Elementos da PGR portuguesa em São Tomé para apoiar na acusação do assalto ao quartel

Elementos da PGR portuguesa em São Tomé para apoiar na acusação do assalto ao quartel

Elementos da Procuradoria-Geral da República portuguesa estarão "em breve" em São Tomé para apoiar o Ministério Público são-tomense na acusação de arguidos do processo do assalto ao quartel, disse hoje o chefe da diplomacia portuguesa.

Lusa /

"Naturalmente que aquilo que aconteceu foi extremamente grave, nós acompanhamos, e não só acompanhamos como apoiamos as autoridades de São Tomé", afirmou João Gomes Cravinho, quando interpelado pelos jornalistas após um encontro com o seu homólogo são-tomense, na capital são-tomense, no âmbito de uma visita a São Tomé e Príncipe.

O ministro dos Negócios Estrangeiros referiu que o apoio de Portugal tem sido prestado através do envio de elementos da Polícia Judiciária e da Procuradoria-Geral da República.

"Virão de novo em breve elementos da Procuradoria-Geral da República para apoiar o processo de identificação de exatamente aquilo que ocorreu e de identificação também de acusação do Ministério Público", adiantou João Gomes Cravinho.

"Creio que dentro de poucos semanas haverá uma decisão a esse respeito por parte das autoridades são-tomenses, nomeadamente da Procuradoria-Geral da República de São Tomé. Nós acompanhamos com muito interesse, que é o interesse que temos por um país irmão e também com muito respeito por um país que temos pelas instituições de São Tomé", acrescentou.

Na madrugada de 25 de novembro, quatro homens atacaram o quartel das Forças Armadas, na capital são-tomense, num assalto que as autoridades classificaram como tentativa de golpe de Estado. O oficial de dia foi feito refém e ficou ferido com gravidade devido a agressões.

Três dos quatro atacantes detidos pelos militares, e Arlécio Costa, um antigo combatente do batalhão Búfalo da África do Sul, morreram horas depois no quartel e imagens dos homens com marcas de agressão, ensanguentados e com as mãos amarradas atrás das costas, ainda com vida e também já na morgue, e com militares a agredi-los, foram amplamente divulgadas nas redes sociais.
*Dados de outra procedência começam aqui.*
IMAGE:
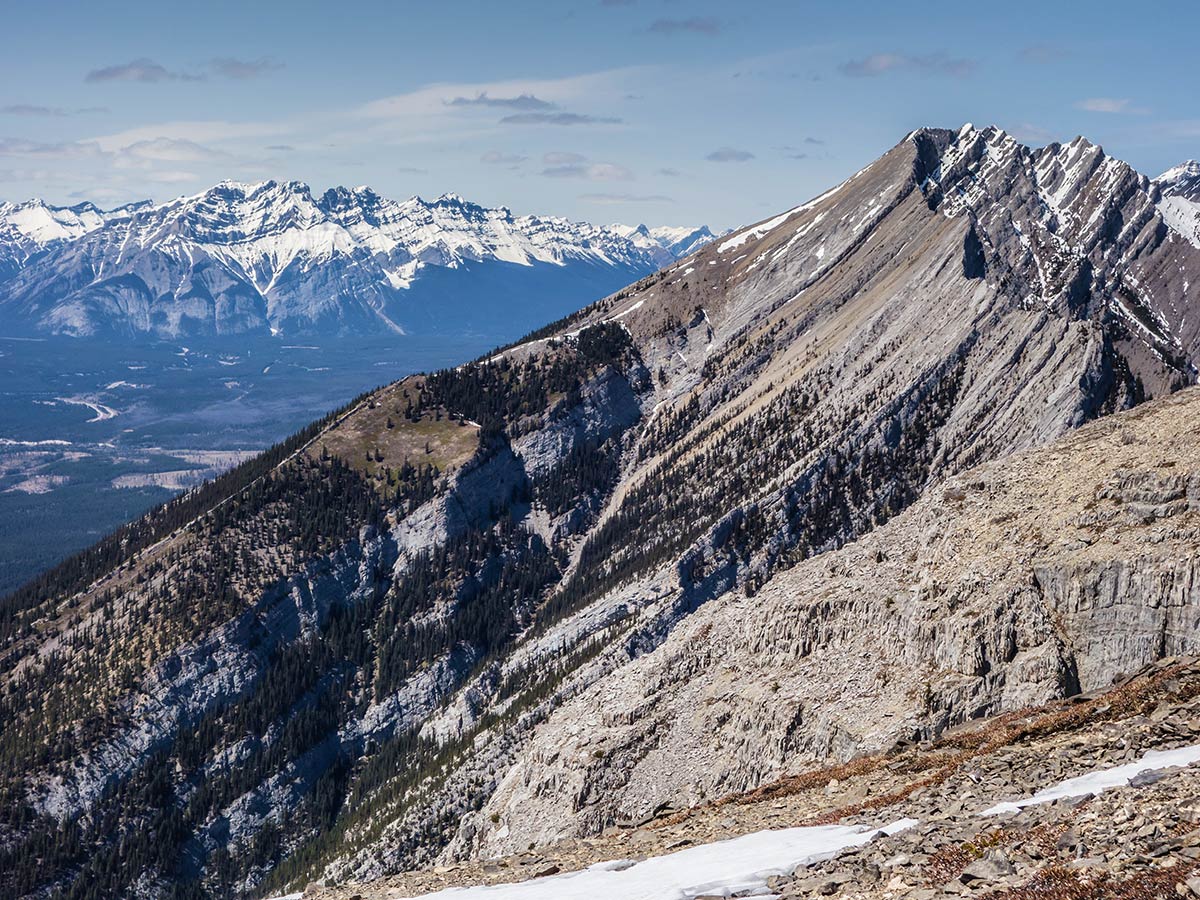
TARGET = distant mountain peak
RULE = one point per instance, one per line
(1183, 180)
(276, 256)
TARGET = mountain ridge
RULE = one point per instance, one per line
(469, 611)
(275, 257)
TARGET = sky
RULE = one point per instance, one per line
(665, 112)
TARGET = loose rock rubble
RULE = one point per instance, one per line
(1132, 843)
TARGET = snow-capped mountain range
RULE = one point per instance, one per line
(276, 257)
(1181, 199)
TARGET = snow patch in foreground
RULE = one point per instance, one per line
(721, 869)
(1104, 779)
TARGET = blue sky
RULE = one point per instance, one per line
(658, 111)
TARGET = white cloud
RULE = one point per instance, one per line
(1109, 105)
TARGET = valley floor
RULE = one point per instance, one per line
(1111, 781)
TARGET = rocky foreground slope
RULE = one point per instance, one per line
(988, 808)
(615, 567)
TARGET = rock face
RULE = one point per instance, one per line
(972, 829)
(1020, 581)
(1180, 205)
(274, 257)
(781, 502)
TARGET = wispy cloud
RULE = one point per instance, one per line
(557, 119)
(562, 157)
(523, 101)
(1110, 105)
(592, 172)
(879, 64)
(495, 157)
(22, 148)
(241, 70)
(694, 25)
(34, 111)
(143, 70)
(615, 198)
(142, 153)
(30, 109)
(729, 154)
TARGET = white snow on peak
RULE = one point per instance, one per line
(1182, 216)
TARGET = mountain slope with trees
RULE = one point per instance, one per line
(339, 659)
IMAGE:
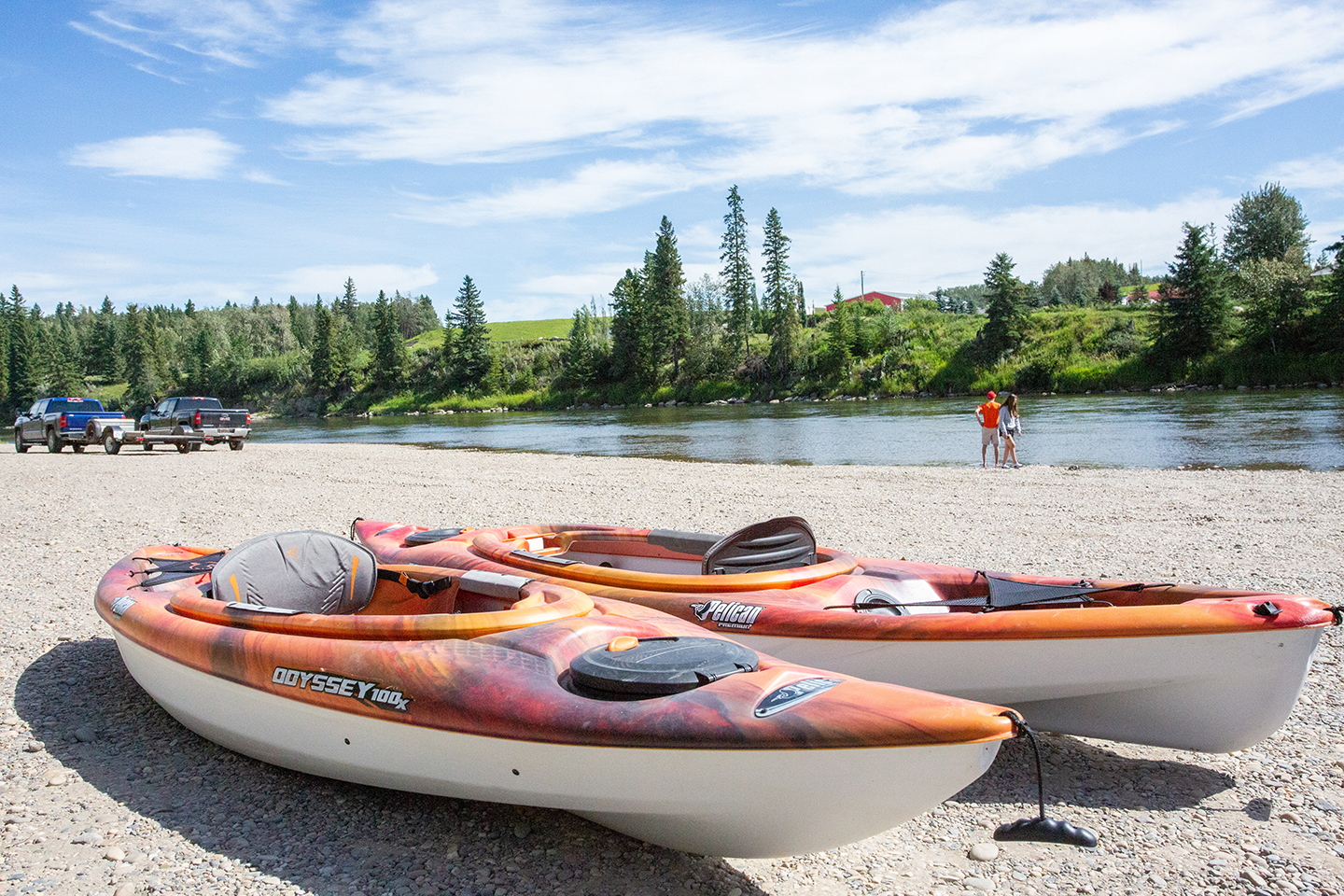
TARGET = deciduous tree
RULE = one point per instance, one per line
(1267, 223)
(738, 281)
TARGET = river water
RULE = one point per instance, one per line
(1285, 428)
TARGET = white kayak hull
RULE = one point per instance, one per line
(1206, 692)
(717, 802)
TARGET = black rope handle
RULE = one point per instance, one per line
(1022, 730)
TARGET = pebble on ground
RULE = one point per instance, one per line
(105, 792)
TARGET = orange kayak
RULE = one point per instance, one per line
(504, 688)
(1160, 664)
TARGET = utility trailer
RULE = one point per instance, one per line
(113, 434)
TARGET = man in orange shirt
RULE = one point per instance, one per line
(988, 416)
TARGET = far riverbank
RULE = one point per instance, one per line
(1239, 428)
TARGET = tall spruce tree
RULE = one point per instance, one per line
(472, 354)
(631, 348)
(103, 357)
(738, 281)
(320, 354)
(1193, 312)
(781, 303)
(141, 381)
(23, 352)
(347, 302)
(390, 355)
(666, 320)
(578, 354)
(1005, 312)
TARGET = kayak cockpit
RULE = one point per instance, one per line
(317, 584)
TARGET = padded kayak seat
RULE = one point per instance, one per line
(782, 543)
(297, 571)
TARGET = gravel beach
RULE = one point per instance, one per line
(104, 792)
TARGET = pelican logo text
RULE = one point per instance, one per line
(791, 694)
(727, 614)
(367, 692)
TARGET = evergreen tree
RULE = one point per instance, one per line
(840, 336)
(320, 354)
(781, 303)
(23, 352)
(1004, 328)
(738, 281)
(1267, 223)
(427, 317)
(629, 330)
(63, 373)
(472, 352)
(5, 352)
(1332, 303)
(1108, 294)
(578, 354)
(390, 355)
(347, 303)
(103, 357)
(1193, 312)
(141, 381)
(300, 324)
(665, 315)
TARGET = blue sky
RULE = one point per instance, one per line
(158, 150)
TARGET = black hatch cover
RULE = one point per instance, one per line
(430, 536)
(656, 666)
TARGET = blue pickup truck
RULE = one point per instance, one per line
(58, 422)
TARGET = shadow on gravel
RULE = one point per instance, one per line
(326, 835)
(1080, 774)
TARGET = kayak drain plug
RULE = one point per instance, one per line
(1041, 829)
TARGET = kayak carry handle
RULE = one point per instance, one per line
(1041, 829)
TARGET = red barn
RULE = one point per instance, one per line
(890, 300)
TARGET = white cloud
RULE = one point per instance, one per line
(223, 31)
(187, 153)
(329, 280)
(953, 97)
(1315, 172)
(262, 177)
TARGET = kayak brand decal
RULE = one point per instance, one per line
(791, 694)
(366, 692)
(727, 614)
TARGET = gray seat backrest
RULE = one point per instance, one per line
(782, 543)
(297, 571)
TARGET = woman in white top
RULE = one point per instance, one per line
(1010, 427)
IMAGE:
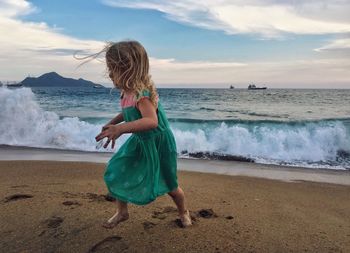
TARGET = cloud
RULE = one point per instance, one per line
(336, 45)
(297, 74)
(35, 47)
(266, 18)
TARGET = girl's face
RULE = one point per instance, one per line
(113, 75)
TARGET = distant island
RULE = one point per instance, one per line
(53, 79)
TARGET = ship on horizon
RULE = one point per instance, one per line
(253, 87)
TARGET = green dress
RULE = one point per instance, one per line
(145, 166)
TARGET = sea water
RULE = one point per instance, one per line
(297, 127)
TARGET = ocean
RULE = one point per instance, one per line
(293, 127)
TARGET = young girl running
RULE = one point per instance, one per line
(145, 165)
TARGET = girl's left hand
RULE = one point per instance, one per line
(113, 132)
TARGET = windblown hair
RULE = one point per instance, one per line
(128, 65)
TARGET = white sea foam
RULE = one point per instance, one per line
(309, 143)
(24, 123)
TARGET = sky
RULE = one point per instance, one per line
(215, 44)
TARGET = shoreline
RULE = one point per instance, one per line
(232, 168)
(51, 206)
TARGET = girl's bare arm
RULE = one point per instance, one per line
(116, 120)
(148, 121)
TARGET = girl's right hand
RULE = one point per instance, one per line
(106, 126)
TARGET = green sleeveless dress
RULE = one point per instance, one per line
(145, 166)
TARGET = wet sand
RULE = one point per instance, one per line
(51, 206)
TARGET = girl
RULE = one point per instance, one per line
(145, 165)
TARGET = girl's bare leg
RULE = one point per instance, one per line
(178, 197)
(121, 215)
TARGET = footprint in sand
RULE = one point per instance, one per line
(71, 203)
(161, 215)
(109, 244)
(207, 213)
(53, 222)
(15, 197)
(148, 225)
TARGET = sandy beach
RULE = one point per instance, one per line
(59, 206)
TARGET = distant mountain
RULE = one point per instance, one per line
(53, 79)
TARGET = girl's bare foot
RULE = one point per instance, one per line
(115, 220)
(186, 219)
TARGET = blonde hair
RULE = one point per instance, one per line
(128, 65)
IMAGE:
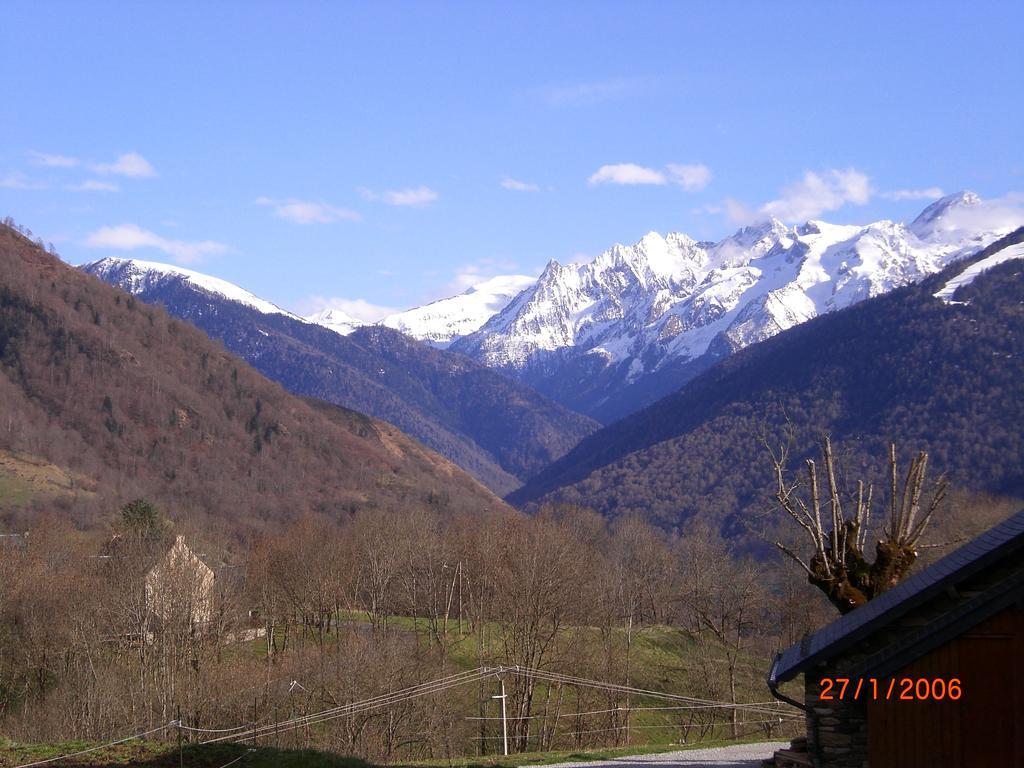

Em dezembro, a PGR de São Tomé e Príncipe anunciou que pediu a "vinda urgente de um magistrado sénior cooperante para reforçar a equipa da investigação" já apoia por elementos da PJ e da medicina legal portuguesa.

Na semana passada, o Ministério Público são-tomense garantiu que está a investigar com "autonomia e isenção" para apurar a verdade sobre "o assalto ao quartel" e a morte das quatro pessoas.

"Face à complexidade e à gravidade da situação, o Ministério Público, no cumprimento do seu estatuto de autonomia, objetividade e isenção, não deixará de utilizar todos os instrumentos legais que a lei lhe permite, aqui incluindo a cooperação internacional, nas suas diversas formas, e tudo fará para conseguir apurar a verdade dos factos ocorridos e a responsabilidade da autoria dos mesmos", referiu o procurador-geral da República, Kelve Nobre de Carvalho, em resposta a uma carta aberta do Movimento de Libertação de São Tomé e Príncipe/Partido Social Democrata (MLSTP-PSD, oposição).

O procurador-geral da República reafirmou as informações avançadas em dezembro, segundo as quais estão "em curso dois processos de instrução com a finalidade de investigar os acontecimentos relativos ao assalto ao quartel e outro com a finalidade de investigar as mortes ocorridas no interior das instalações militares".

Kelve Nobre de Carvalho referiu que no âmbito destes dois processos "entre inquirições e interrogatórios foram já ouvidas um total de 45 pessoas", sendo que seis arguidos estão em prisão preventiva no processo de investigação das mortes e nove no processo de investigação do assalto ao quartel.

"Nos termos da lei o prazo legal para terminar a instrução preparatória, quando existem arguidos presos preventivamente é de três meses", sublinhou o procurador-geral da República.

Kelve Nobre de Carvalho referiu ainda que as investigações estão na "fase processual secreta", mas "todo o processo e procedimento é sindicável no momento próprio previsto no Código do Processo Penal, sendo o acesso aos autos permitido a partir do momento da notificação do despacho final da acusação".